Some thoughts about why deep learning is interesting.
To me, the mirth of research comes from beholding some fact, process, or algorithm with a sense of utter bewilderment about why it is true, why it happens, or how it can possibly work—and then chipping away at that mystery until the full answer fits into one’s head both logically, mathematically, and emotionally. Recently, I’ve found deep learning to be a great source of mysteries that inspire bewilderment.
Those who have thought carefully about the endeavor of science or at all familiarized themselves with the thinkers who have will usually admit that the products of science are less “laws which govern nature” than they are mental models operating in the minds of scientists by which they can predict experimental observations. (At the very least, if there are such things as laws of nature, the relationship of those laws to the models of physicists is impossible to know.)
The scientific community has, as a culture and over time, progressed toward a set of biases with respect to which kinds of scientific models are acceptable and which are not. We now take many of these biases entirely for granted, to the extent that we find it difficult to imagine non-comforming models. For example, we favor reductionist models, wherein all effects that emerge at large scales can be traced to elemental interactions at smaller scales, rather than strongly emergentist models which allow for the existence of scale-dependent causal entities. We’ve arrived at this set of biases for the simple pragmatic reason that when we assemble models which accord with their principles, they tend to give predictions that hold true for new observations (that is, they generalize well). And after all, this property is what makes science useful.
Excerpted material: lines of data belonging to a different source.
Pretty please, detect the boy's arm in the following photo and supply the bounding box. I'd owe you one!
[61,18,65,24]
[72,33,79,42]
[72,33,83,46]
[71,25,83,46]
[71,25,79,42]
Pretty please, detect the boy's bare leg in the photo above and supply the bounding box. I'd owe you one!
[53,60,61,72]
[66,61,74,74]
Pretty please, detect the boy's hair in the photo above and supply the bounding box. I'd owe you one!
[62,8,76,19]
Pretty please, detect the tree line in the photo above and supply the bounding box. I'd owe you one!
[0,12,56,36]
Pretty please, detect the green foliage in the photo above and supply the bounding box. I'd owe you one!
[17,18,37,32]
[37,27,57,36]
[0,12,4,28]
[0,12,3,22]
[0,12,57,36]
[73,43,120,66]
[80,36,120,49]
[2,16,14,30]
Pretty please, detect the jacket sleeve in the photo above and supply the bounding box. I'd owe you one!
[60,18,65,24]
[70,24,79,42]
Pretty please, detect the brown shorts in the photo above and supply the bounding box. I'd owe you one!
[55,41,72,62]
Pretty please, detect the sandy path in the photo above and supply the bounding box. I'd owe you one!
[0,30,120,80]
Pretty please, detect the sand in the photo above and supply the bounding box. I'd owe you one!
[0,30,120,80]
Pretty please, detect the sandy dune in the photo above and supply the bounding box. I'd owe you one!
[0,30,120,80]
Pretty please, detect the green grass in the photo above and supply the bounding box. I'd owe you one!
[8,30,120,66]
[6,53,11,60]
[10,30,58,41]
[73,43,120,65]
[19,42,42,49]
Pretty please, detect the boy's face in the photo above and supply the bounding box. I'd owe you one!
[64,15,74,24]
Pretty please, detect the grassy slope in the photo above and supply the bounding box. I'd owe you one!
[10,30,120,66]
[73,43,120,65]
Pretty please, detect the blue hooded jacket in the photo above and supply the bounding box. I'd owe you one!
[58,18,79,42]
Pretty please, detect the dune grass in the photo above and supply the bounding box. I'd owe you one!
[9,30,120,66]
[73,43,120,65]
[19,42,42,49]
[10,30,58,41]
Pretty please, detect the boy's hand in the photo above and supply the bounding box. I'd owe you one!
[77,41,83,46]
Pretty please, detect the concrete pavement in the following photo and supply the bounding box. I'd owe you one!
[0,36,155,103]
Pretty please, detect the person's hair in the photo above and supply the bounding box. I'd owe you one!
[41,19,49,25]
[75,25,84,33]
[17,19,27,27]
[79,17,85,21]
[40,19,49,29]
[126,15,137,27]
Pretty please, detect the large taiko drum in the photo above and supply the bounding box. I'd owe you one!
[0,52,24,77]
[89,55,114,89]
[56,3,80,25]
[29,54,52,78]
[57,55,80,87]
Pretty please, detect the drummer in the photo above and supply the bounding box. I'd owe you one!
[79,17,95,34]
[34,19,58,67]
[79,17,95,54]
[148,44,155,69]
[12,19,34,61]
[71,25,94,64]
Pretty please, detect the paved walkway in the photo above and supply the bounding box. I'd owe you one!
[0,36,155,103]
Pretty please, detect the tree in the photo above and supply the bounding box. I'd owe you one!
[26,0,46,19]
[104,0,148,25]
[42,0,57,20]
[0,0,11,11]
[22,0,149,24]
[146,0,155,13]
Modern machine learning is fascinating for me because, in a way, it represents a playground for some of these ideas that have done battle over the centuries in the philosophy of science. In machine learning, we are acutely aware of the need to generalize, and also of the fact that without constraining the space of explanations which we are willing to consider, learning is impossible in general.
In this setting, along comes a technology like deep learning. Together with common training protocols, the simple architecture of a deep neural network represents a form of inductive bias that has proven broadly sufficient to find good models for a host of different phenomenon across innumerable scales and domains. While there are hints of explanations as to why this is the case, I personally remain far from the desired state: fitting the full force and mathematical truth of the explanation into my head. And this is enticing.
A problem domain in which I continue to find the application of deep learning to be fascinating is that of inverse problems. An example: I bounce a laser beam off of an object, and send the reflected light through a scattering medium. When I record the scattered light with a camera, the result will look uniformly scrambled—with no residual features of the original object that you or I might recognize. Yet a deep neural network can successfully learn to recreate the source object, generalizing reasonably well to unseen scatterers and sources.
This impressive feat has stuck with me partly because, unlike the image classification setting, we cannot readily analogize to our own experience and imagine a decomposition of features by which the neural network solves the inverse problem. But perhaps more so, I like the example because it gives rise to a beautiful idea about what is the promise of learning, generally: That under statistical regularity, hard problems become easy. There is also, I think, a more fascinating interpretation of what is happening here: Assuming statistical regularity, for “typical” events, deep learning can automatically give us the “emergent models” which operate at the scale in question. Thus, in some ways, it provides a method of knowledge transformation across scales. An exciting idea!